From Beale Street in Memphis, to Jefferson Street in Nashville, to Vine Avenue in Knoxville, and the Big 9 in Chattanooga— each place tells a different story of culture, community and music.
Watch WSMV4’s special report on the preservation of Black music at the top of this story.
Beale Street in Memphis – Beale Street is one of the most recognizable music corridors in America— an international landmark rooted in Black culture and the blues. And now, Beale is getting a major investment focused on what leaders say will help secure its future.
The State of Tennessee awarded the Downtown Memphis Commission a $74 million safety grant for public safety and infrastructure improvements in the Beale Street Historic District— work meant to strengthen the district and support the crowds that come here from all over the world.
Jefferson Street in Nashville – Nashville— like many cities —saw urban renewal projects that disrupted Black neighborhoods that once held the culture, the businesses and the music. Jefferson Street’s story includes what was lost. For decades, this corridor was a Black cultural epicenter, packed with clubs and talent, a place where musicians came to compete, collaborate and break through.
Now Jefferson Street is getting a major makeover. Nashville’s “Choose How You Move” initiative is expected to improve pedestrian infrastructure like sidewalks and street crossings and add more green space, efforts aimed at bringing the corridor closer to what longtime residents remember.
Lorenzo Washington is the owner of the Jefferson Street Sound Museum. He said the museum is built on the idea that history is often protected first in ordinary places, like through families saving photos, posters and memories long before anyone called it a collection. Inside, he’s preserving proof that Jefferson Street helped shape music history far beyond Nashville.

Vine Street in Knoxville – Knoxville’s Beck Cultural Corridor is aimed at putting Vine Street’s history back on the streets through signs and historical markers that highlight what used to exist there.
Rev. Renee Kesler is the president of Beck Cultural Exchange Center. It traces its roots to the community response after federal urban renewal reshaped this part of the city.
“It went in three phases here in Knoxville. And as a result of that, the people got together and in 1975, they began to bring all their artifacts, their history, their memorabilia to this place,” Rev. Kessler said.

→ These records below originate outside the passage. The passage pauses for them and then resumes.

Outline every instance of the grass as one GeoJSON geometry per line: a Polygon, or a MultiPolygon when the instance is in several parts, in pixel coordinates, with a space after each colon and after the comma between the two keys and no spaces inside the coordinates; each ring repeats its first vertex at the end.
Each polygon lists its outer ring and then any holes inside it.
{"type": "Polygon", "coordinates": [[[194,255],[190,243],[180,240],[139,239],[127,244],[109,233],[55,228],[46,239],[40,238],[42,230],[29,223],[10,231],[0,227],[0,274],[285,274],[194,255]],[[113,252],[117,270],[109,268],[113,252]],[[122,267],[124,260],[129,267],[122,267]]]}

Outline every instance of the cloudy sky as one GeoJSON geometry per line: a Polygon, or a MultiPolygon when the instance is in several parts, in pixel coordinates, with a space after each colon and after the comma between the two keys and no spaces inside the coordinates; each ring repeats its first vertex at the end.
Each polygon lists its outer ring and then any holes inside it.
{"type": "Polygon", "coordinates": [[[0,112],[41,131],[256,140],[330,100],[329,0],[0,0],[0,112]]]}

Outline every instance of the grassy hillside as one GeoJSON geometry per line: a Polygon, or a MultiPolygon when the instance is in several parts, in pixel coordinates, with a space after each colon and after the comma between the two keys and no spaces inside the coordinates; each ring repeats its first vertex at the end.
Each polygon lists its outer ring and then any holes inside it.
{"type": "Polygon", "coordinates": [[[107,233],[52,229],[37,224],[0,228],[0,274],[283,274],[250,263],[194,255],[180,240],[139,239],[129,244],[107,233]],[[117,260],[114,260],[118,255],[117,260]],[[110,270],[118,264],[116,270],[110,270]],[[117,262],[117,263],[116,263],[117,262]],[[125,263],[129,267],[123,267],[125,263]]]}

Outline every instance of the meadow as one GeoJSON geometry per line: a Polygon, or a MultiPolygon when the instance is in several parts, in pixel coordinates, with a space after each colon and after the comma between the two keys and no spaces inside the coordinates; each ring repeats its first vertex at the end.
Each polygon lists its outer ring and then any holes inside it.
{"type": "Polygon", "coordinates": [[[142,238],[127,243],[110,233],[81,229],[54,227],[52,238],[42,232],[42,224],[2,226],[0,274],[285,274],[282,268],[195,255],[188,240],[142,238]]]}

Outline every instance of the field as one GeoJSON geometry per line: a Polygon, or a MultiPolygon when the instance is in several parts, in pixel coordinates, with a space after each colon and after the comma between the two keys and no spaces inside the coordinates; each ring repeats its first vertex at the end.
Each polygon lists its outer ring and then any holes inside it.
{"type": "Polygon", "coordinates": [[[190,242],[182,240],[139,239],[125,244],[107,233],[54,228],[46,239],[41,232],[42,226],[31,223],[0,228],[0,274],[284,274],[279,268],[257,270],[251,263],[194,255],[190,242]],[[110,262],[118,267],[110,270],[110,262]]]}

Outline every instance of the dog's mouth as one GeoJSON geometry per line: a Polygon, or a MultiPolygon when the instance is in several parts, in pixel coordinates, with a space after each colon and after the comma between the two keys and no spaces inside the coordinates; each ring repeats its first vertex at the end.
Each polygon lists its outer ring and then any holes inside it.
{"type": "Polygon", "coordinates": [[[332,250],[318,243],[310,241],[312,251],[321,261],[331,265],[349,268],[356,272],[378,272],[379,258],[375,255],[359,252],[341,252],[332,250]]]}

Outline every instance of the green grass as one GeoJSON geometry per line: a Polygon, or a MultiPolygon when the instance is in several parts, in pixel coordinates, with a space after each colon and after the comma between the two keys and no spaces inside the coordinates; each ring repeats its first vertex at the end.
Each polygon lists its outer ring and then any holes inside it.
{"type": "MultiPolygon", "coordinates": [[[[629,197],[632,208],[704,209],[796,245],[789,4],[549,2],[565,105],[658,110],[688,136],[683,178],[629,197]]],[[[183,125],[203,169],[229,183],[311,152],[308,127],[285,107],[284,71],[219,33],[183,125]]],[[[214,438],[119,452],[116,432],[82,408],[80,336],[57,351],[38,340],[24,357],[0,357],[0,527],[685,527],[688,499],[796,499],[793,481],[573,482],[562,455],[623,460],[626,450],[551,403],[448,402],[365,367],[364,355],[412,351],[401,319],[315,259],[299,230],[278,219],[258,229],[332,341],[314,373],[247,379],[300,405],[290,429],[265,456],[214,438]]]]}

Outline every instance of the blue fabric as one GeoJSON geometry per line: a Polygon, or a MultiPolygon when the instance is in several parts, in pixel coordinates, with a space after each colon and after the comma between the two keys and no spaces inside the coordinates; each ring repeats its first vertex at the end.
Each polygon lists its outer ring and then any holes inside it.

Kesler says the preservation now happening at the Beck Cultural Exchange Center is also a form of economic development because cultural experiences change how people travel.
9th Street in Chattanooga – In Chattanooga, the story centers on a street that once lived and breathed music: 9th Street, known as The Big 9.
Today, that history is kept alive through the Bessie Smith Cultural Center and the annual Big 9 Music Fest.
Bessie Smith Cultural Center – It was created in 1983 in a one-room building down the street. It was once known Chattanooga African American Museum. Elijah Cameron is the VP or Operations at the center. He says the Big 9 pulled people from across the South—because music wasn’t just entertainment. It was the center of Black business and community life.
Each city’s approach looks different— investment, infrastructure, preservation and public storytelling— but the mission is shared: protecting the cultural corridors where Black music history was made and acknowledging the communities that were disrupted along the way.